Partial band 1230 may impart a twist to pumping pouch 1100 when squeezing blood out of internal volume 1100 v. Partial band 1230 may supplement or reinforce a vortex in the blood when squeezing the blood out of internal volume 1100 v. Partial band 1230 may extend in a clockwise or counterclockwise direction from first end portion 1230 a to second end portion 1230 b when viewed from the top through opening 1110.
Partial band 1230 may be configured to squeeze from second end portion 1230 b to first end portion 1230 a. Partial band 1230 may be configured to squeeze from a lower portion to an upper portion of partial band 1230 to push blood up toward opening 1110. Each partial band 1230 may include one or more separate elements.
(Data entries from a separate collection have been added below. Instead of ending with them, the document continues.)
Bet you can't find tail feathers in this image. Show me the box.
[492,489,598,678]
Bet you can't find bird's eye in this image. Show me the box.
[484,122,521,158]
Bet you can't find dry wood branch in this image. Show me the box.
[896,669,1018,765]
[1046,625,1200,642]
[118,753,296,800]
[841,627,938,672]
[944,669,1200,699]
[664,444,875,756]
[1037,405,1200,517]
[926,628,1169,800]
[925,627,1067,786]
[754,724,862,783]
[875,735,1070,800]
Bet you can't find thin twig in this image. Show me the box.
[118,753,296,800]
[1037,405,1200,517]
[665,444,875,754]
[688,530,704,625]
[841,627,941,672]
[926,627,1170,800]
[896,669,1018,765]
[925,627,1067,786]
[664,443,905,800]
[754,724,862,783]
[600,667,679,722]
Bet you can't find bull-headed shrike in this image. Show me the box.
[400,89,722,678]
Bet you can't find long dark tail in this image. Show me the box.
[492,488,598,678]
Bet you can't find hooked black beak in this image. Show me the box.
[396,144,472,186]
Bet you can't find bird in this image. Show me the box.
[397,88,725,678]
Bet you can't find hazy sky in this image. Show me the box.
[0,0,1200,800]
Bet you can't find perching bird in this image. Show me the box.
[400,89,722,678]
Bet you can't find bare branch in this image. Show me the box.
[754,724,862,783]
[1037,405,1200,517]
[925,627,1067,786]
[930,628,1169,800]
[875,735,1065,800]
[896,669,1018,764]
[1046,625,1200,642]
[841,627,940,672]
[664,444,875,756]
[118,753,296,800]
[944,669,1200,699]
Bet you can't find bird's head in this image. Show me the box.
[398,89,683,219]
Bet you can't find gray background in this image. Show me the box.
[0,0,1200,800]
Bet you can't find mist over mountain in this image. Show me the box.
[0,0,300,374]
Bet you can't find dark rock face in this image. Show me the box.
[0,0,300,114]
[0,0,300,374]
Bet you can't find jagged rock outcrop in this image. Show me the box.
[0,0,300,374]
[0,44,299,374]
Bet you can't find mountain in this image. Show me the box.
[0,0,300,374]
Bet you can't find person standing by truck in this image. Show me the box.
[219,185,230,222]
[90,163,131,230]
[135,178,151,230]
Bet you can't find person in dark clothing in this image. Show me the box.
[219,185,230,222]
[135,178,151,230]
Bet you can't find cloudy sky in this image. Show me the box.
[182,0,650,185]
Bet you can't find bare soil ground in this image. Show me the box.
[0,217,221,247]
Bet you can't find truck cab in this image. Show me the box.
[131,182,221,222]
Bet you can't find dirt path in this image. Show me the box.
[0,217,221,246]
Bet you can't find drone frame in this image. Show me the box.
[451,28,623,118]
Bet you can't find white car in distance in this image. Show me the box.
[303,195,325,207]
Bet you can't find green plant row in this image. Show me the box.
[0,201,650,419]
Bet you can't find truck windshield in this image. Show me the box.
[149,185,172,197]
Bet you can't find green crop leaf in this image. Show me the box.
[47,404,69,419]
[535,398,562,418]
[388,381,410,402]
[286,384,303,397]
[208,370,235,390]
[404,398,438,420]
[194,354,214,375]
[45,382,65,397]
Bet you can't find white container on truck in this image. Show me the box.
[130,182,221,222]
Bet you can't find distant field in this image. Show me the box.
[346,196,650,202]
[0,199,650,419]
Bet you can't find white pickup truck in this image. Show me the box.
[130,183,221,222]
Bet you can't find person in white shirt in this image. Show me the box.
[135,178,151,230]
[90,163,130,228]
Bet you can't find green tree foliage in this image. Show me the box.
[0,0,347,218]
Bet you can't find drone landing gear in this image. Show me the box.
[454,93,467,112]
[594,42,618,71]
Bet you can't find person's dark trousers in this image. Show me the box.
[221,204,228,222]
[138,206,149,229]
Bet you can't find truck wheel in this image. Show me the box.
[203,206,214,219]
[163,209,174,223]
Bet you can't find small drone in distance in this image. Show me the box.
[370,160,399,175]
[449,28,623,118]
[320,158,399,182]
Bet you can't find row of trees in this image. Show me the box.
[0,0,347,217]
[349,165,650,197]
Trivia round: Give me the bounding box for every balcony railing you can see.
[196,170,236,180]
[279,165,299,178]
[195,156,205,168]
Partial band 1230 may have a uniform or non-uniform width. Second end portion 1230 b may be square, round, or any other suitable shape.
FIGS. 2F-2G show top view and side views of one embodiment of ventricular assist device 1000 including a flap 1240. FIG. 2H shows flap 1240 squeezing pumping pouch 1100.
Contraction element 1200 may include at least one flap 1240. Flap 1240 may be coupled to side wall 1120 of pumping pouch 1100. Flap 1240 may be coupled to inner layer 1121 and/or outer layer 1122 of side wall 1120. Flap 1240 may be coupled between inner layer 1121 and outer layer 1122 of side wall 1120.
Flap 1240 may include a first end portion 1240 a and a second end portion 1240 b. First end portion 1240 a may be coupled to pumping pouch 1100. Second end portion 1240 b may be free.
Flap 1240 may be oriented longitudinally, at an angle, or circumferentially. Second end portion 1240 b may extend below first end portion 1240 a.
Flap 1240 may impart a twist to pumping pouch 1100 when squeezing blood out of internal volume 1100 v . Flap 1240 may supplement or reinforce a vortex in the blood when squeezing the blood out of internal volume 1100 v . Flap 1240 may extend in a clockwise or counterclockwise direction from first end portion 1240 a to second end portion 1240 b when viewed from the top through opening 1110.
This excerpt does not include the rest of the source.